Deacon Roos shared how he would walk in downtown Danbury and stop and pray the Rosary in front of Planned Parenthood.
“Oftentimes women might find themselves pregnant and in what might seem to be a difficult position,” he said. “We pray that women who find themselves in that position find the courage, strength and love to bring that life to fruition.”
Deacon Roos also emphasized the importance of praying for the families involved, that they are able to provide the financial, emotional and physical support that may be needed.
Organizations such as Catholic Charities and Birthright can help women with unplanned pregnancies, offering assistance and alternatives such as adoption, which can be a welcome opportunity for couples facing challenges to conceive on their own or who want to expand their family.
Prayers, Deacon Roos said, are also needed for medical professionals who perform abortions.
“We pray that their minds be turned and souls be filled with the knowledge that pregnancy is not an illness to be cured but an opportunity for life.”
Parishioner Ann Hayek attended the Mass and said it was important for her to be here, “to support young girls going through this situation.”
Following the Mass, some parishioners stayed at the church to pray the Rosary, while dozens of others gathered at the front of the church and braved the frigid temperatures and sometimes icy sidewalks to walk along Church Hill Road to the flagpole on Main Street.
“This is a great way locally to show our support,” said Brian Corson, who participated in the Mass and the march to the flagpole with his wife Mariotte. The couple, who adopted a daughter years ago and who now has a family of her own, has travelled to Washington D.C. in the past to participate in the Right to Life March.

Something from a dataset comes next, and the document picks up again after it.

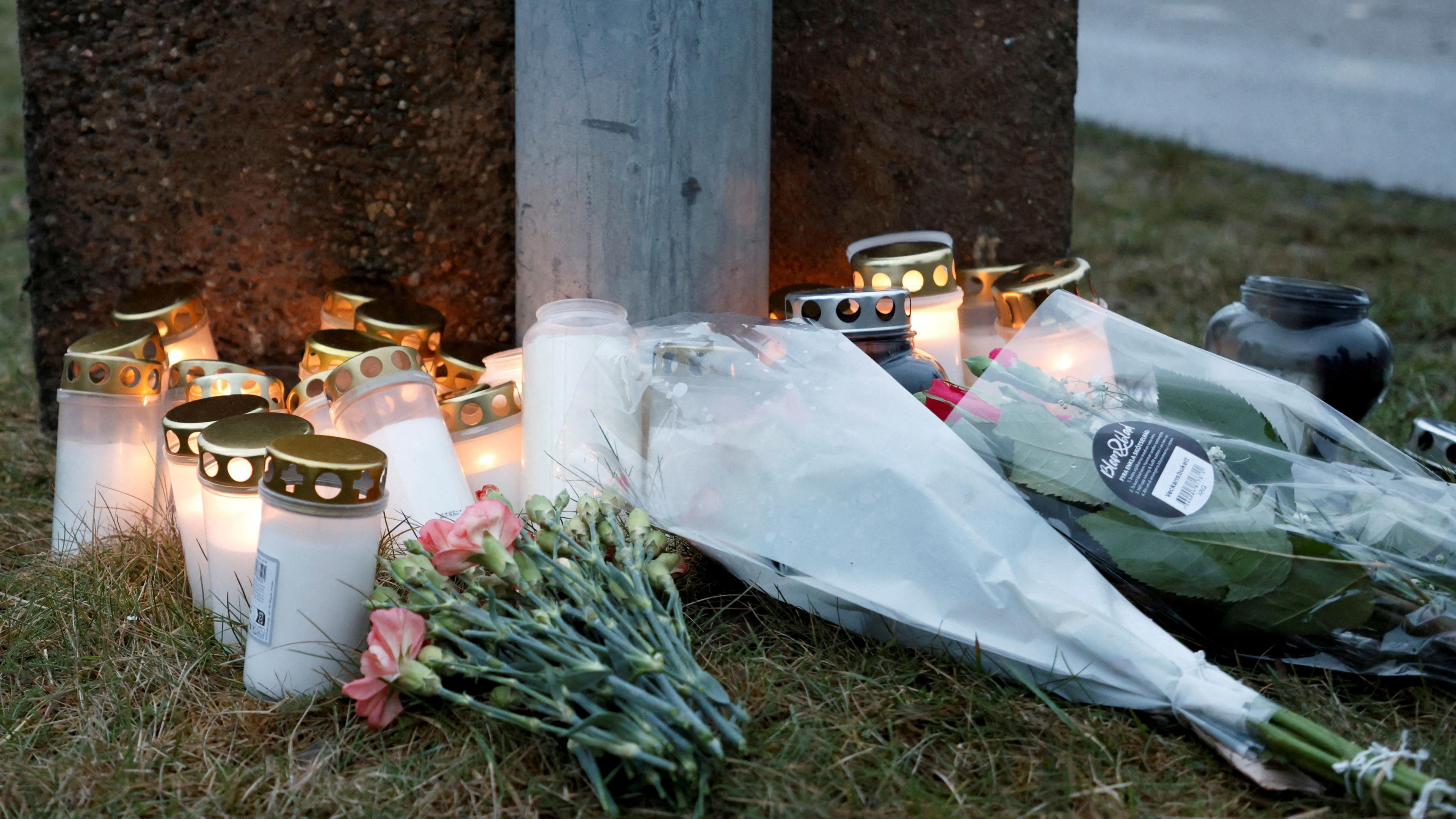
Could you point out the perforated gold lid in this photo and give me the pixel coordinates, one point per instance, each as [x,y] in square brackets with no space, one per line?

“It’s working. It’s making a difference,” Mariotte said. “People are becoming more aware.”
“People have to know we care,” said 92-year-old Gloria Markey, bundled in a plaid coat with a hat, scarf, gloves and study boots to make the half mile trek uphill to the flagpole and back. “We care about the future generation.”
Deacon Roos echoed the same sentiment.
“We pray for all civil leaders around the world to understand that this is life in the womb,” he said. “This is the future and they should protect it.”